A Typical Dish with Lots of History
When the weather starts to change mid- November in Costa Rica, it is a sure sign that the holidays are coming. Ticos begin to get ready for the massive preparation of the quintessential Costa Rican holiday dish: the tamale.
A delicacy of native origins, the tamale consists of corn dough -- either from masa harina or ground dried corn (hominy) -- cooked with pork fat and spices and filled with a variety of vegetables from carrots to potatoes and stewed pork meat. Some cooks may include olives, tomato, rice, capers and even raisins. The difference between the Costa Rican and its Mexican counterpart (largely known to North Americans) is the fact that the Costa Rican version is wrapped in banana or plantain leaves instead of the corn husks used in the land of the Aztecs; ours are also boiled in water instead of steamed.
History behind the tamale’s creation remains rather cloudy, yet historians believe that native Mesoamerican Indians ground the corn kernels to make a dough, filled it with whatever available at the time, and then cooked the tamales in a cauldron over hot stones or wood. They were apparently made for special occasions, such as harvest feasts or marriages.
Tamales can be found throughout Mexico and Central America with variations that depend on what the locals use and the seasonal produce one may find in a particular region. In Nicaragua, for instance, tamales are known as Nacatamales and include bacon, rice and vegetables.
Tamales became even more popular during feudal times, when farm workers gathered for the holidays with celebration foods utilizing the most readily available products: corn and pork. Tradition evolved from a native celebration to a religious-inspired meal historically served around Christmas, and today during the entire month of December.
A Family Tradition
In the past, making tamales was a whole family affair, sometimes including grandparents and children all set up in a perfect assembly line, each one with a particular task either as simple as adding cilantro for the kids, or at the top of the line as the official folder or wrapper for the moms. Grandma always has the last word on taste, firmness, and ingredient selection, playing her role of Executive Chef marvelously.
Some of Tico families’ secret recipes are so elaborate that they may call for a particular kind of corn and/or pork, and the perfect seasoning combination. I remember my aunts getting ready for the season by collecting a tremendous amount of banana leaves and making several trips to the local mill. There, many pounds of local dry corn are cooked with ashes and then processed to create the finest, richest dough that needs very little seasoning.

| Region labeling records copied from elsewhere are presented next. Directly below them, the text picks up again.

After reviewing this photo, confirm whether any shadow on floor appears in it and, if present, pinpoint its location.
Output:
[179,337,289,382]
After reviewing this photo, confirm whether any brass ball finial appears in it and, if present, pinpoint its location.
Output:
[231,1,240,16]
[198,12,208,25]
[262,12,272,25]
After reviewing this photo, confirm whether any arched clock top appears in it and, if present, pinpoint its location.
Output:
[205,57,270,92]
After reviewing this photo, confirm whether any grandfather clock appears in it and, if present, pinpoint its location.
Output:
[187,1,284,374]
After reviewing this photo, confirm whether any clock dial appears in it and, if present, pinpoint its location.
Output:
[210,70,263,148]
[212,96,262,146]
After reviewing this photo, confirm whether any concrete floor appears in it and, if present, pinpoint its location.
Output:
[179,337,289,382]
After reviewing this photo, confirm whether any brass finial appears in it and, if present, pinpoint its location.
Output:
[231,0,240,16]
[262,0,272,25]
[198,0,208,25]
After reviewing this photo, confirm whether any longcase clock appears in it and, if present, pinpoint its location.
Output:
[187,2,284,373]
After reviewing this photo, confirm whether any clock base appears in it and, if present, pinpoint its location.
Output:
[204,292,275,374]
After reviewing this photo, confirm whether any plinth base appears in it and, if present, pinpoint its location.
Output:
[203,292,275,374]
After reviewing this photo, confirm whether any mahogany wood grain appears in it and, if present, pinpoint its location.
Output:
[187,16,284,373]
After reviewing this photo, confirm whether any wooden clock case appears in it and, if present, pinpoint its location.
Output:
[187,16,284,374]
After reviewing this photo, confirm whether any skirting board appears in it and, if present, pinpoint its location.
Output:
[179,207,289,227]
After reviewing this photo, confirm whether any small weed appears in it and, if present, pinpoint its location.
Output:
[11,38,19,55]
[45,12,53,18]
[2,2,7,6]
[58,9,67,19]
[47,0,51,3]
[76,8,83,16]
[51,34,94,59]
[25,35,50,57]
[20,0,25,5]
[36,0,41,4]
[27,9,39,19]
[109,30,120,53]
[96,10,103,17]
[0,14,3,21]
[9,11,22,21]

This process takes several days of preparation before the big day, where the experts put their hands together and make enough tamales for everyone, often in batches of hundreds so that no extended family members are left out. It is common among neighbors to exchange tamales and to taste each other’s skills, developing favorites and crowning community women as having the best recipe around!
Tamaleadas are traditions that are slowly getting lost in our modern life. Today, only some families make tamales as described above. Instead, tamaleras, or tamale-making companies, make tamales to every customer specification and taste.
The trend in healthy eating of late also yielded a new kind of tamale made the light way. People choose not to include meat in it or to use different kinds of starches for the dough, from cassava to sweet potato, as well as stronger spices, herbs or even powerful sauces to finish the dish. Other forms of tamales include ones filled with refried beans or even the tamal mudo or “mute tamale,” consisting of nothing but spiced dough that is then cut into rounds and pan-fried in brown butter.
If you happen to be in Costa Rica for the holidays, chances are that someone will invite you to taste their tamale creations and the warmth of our culture during these special times.